#  > GELUID FORA >  > LIVE FORUM - FOTO'S >  >  360 graden sub

## Contour

Tijd voor weer eens een opvallende foto:



MVG Contour

----------


## kwaak

holy en waar is deze foto genomen?

----------


## Merijndj

maar deze is ook wel leuk:

----------


## Contour

De grootte wordt pas helemaal duidelijk als je kijkt naar die ingebouwde versterkers in die rode kasten die aan het plafond hangen!

MVG Contour

----------


## dawizze

Is dit dan de vaste installatie of is er een gek die dit geheel telkens afbreekt en weer meesleurt? Want die ronde sub lijkt me toch niet zo ''beweeglijk''[ :Stick Out Tongue: ]

Mvg wim

----------


## Max

Leuk gedaan,
alleen kunnen versterkers daar wel tegen of maakt het niet veel uit dat ze schuin hangen ?

----------


## wout

Leuke sub ja maar lijkt me toch niet handig...
Wel leuk die versterkers, als je even wilt praten draai je hem toch gewoon dicht.  :Big Grin:  :Big Grin:  :Big Grin: 
Waar is de foto genomen?

The leader knows, Dateq

----------


## Mr Dj

jah, of je kiept een glas bier omhoog  :Big Grin:

----------


## Pulse

origineel gemaakt vind ik, maar die macrotechs zijn met hun 20-30kg wel niet echt bakken om te vliegen :-)

----------


## DJ.T

Dit is in een club in tokyo, vaste installatie

----------


## MatthiasB

Zijn dat niet wat veel van die boxen?

Let op je spelling, postings met veel spel- of taalfouten worden verwijderd.

----------


## Gast1401081

knappe set.

maar je moet er geen microfoon-presentatie doen...

----------


## jack

In nederland hangen ze daar movingheads :Smile: 

hebben geld zat daar

17 X 2 = 34 crown's

Ben best benieuwd naar het geluid[8)]

----------


## speakerfreak

> citaat:Ben best benieuwd naar het geluid



wij allemaal wel :Big Grin:

----------


## lifesound

tegenfase? Neeeiiii!

----------


## Jasper-Lichtbron

Hangt dit zo in 'n club? wel erg opzichtig op deze manier, beetje jammer... Als showcase ziet het er erg vet uit, maar om echt voor t echie zo weg te hangen... Dan liever een paar ronddraaiende heads eigenlijk  :Big Grin:

----------


## beyma

Die subwoofer is toch best wel een gaaf dingetje !!!! (en multifunctioneel door hem als podium te gebruiken)

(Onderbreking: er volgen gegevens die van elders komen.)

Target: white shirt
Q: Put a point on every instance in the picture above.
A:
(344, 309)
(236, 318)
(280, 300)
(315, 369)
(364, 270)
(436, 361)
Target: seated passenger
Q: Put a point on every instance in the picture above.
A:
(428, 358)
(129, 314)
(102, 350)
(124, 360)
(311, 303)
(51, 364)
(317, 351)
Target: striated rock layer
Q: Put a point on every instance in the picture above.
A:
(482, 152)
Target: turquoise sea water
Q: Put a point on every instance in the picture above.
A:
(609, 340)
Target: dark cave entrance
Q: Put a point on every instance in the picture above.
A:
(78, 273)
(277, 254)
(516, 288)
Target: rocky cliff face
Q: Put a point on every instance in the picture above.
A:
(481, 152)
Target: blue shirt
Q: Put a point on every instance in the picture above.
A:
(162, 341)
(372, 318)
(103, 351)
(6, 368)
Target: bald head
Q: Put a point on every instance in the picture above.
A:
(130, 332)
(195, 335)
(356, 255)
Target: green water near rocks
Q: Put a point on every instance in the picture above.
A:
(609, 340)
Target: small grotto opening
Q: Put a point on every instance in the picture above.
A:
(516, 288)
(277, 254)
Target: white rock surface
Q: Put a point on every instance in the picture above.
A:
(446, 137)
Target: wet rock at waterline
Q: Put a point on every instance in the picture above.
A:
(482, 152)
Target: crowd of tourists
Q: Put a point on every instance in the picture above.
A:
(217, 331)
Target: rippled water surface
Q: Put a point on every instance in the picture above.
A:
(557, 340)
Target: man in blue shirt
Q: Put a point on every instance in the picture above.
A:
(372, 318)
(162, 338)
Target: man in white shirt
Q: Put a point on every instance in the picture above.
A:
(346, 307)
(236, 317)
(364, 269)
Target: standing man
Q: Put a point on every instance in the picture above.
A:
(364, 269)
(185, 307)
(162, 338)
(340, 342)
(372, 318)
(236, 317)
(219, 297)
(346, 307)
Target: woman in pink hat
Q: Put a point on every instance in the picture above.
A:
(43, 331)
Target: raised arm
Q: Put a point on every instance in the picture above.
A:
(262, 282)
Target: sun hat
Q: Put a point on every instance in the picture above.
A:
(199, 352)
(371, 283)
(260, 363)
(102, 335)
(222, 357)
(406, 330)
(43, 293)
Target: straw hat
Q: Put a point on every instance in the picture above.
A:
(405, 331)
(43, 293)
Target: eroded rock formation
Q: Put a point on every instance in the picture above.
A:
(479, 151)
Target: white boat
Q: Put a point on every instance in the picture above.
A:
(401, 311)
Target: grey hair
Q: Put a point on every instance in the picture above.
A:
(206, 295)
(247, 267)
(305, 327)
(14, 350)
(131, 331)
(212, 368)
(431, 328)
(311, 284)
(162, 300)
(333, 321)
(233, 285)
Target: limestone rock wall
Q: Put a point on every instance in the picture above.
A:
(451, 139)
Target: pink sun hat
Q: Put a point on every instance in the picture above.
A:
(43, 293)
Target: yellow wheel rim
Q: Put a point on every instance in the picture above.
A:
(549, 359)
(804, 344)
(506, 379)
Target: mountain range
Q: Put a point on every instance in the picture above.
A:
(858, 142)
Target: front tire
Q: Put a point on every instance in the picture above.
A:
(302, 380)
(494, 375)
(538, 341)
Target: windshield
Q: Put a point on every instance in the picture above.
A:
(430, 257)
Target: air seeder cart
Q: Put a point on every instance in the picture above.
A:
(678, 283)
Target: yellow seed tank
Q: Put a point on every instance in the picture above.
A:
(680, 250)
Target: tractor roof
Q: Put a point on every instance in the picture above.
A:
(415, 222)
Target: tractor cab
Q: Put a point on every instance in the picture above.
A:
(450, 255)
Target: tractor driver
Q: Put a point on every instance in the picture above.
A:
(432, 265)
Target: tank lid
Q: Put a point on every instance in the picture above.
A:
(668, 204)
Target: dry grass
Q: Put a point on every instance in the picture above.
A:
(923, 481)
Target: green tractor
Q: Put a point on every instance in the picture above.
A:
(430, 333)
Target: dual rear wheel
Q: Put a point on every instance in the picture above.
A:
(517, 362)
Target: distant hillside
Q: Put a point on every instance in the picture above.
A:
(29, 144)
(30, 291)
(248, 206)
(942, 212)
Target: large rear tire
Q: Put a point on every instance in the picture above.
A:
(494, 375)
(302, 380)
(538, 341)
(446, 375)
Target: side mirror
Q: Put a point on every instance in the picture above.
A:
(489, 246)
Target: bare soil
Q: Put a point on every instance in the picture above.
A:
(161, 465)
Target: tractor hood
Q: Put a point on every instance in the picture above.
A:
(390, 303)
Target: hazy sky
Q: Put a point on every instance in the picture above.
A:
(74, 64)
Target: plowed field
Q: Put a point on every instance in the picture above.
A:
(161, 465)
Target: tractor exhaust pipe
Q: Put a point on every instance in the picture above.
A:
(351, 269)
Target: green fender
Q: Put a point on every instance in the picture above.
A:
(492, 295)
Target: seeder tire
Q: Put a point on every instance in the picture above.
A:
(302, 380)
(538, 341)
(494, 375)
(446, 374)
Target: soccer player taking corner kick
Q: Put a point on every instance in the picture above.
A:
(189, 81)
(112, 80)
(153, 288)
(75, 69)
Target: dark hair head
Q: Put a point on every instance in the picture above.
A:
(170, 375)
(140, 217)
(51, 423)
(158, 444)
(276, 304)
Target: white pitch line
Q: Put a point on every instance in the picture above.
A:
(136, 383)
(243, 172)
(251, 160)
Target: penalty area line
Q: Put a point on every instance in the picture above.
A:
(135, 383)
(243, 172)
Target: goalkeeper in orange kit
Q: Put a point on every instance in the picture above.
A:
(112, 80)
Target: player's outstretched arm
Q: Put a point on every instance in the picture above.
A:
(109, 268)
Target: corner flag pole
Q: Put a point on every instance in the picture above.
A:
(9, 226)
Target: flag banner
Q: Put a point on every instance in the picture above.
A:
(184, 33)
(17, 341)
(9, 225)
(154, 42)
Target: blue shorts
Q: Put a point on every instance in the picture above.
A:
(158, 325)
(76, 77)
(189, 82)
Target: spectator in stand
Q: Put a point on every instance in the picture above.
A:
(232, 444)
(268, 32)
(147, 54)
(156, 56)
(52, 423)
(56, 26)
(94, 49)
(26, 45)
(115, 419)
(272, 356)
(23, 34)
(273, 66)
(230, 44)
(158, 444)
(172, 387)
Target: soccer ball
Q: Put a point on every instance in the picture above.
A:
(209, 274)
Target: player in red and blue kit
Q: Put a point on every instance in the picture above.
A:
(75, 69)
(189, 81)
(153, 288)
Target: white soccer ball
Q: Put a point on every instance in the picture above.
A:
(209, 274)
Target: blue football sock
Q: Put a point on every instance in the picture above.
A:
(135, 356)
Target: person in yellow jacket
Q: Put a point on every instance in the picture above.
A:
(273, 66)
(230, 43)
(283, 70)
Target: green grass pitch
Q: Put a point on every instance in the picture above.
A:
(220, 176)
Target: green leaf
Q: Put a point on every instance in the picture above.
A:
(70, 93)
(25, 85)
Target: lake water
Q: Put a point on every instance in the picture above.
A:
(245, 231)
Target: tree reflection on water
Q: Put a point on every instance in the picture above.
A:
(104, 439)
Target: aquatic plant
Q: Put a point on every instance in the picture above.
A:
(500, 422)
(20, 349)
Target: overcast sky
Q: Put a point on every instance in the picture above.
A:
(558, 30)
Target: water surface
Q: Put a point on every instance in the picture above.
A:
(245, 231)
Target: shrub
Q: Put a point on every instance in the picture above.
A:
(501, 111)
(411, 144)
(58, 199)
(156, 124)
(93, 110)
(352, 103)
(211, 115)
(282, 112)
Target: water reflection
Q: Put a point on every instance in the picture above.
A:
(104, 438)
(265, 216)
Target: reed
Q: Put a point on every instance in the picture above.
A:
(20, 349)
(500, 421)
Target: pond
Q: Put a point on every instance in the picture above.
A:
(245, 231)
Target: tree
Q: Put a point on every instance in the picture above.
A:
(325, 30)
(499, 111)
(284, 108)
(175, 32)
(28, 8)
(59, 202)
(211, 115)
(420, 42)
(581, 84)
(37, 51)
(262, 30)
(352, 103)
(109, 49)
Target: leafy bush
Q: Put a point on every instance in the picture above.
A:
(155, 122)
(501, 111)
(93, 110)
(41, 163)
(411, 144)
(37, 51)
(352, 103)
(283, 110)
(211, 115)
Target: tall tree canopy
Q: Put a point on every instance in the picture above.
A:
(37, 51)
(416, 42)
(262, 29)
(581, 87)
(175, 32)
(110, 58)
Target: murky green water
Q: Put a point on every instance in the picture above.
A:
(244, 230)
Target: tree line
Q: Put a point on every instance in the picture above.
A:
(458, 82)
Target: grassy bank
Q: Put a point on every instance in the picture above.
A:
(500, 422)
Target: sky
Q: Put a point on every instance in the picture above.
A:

De "top kasten" zijn wel leuk ontworpen,maar overdaad schaad zeggen ze wel eens....

Martijn

----------


## Overdrive

Geven al die boxjes naast elkaar niet een beetje een raar afstraal gedrag? Zal vast wel wat interferentie vertonen daaro ofnie...?

Groetjes

----------


## Rv

Mmmmmm, ik zou die amps daar toch niet insteken hoor ... heel de nacht in al die rook en wie weet wat ze daar nog rondspuiten ....
dat kan gewoon niet goed zijn.

Maar ... het ZIET er wel leuk uit!

----------


## dawizze

> citaat:Mmmmmm, ik zou die amps daar toch niet insteken hoor ... heel de nacht in al die rook en wie weet wat ze daar nog rondspuiten ....
> dat kan gewoon niet goed zijn.



Als je ziet wat er al allemaal hangt zal het voor die mensen niet op een ampje meer of minder komen zeker, voor de bazen zal het zicht belangrijker zijn dan de omstandigheden waarin deze versterkers moeten overleven.[ :Stick Out Tongue: ](trouwens ik denk dat die beesjes wel wat kunner verdragen,en euh achter het podium hangt ook rook hoor mss in mindere mate maar toch) Ook wel een leuk ontwerpje.

Mvg wim

----------


## Iko

Ben ik nou gek of zien wij alleen maar laag ? 18" en 15" ofzo. Ook leuk alleen maar laag, maar een beetje hoog erbij kan geen kwaad lijkt mij.


Greetzz Iko

----------


## )jeroen(

Jij bent gek Iko :-) Er zit een hoorntje in die rode dozen waar (waarschijnlijk) het hoog uit komt.

----------


## sis

ja, en misschien is die 12" boven die versterkers een coaxiale, je weet maar nooit ?
sis

----------


## jack

Ik denk dat de bouwer van deze kasten niet gek is geweest,
Speakers staan wel op een lijn.Het klinkt dan net wat strakker.
(Geen delay nodig)

----------


## -Bart-

> citaat:Ben ik nou gek of zien wij alleen maar laag ? 18" en 15" ofzo. Ook leuk alleen maar laag, maar een beetje hoog erbij kan geen kwaad lijkt mij.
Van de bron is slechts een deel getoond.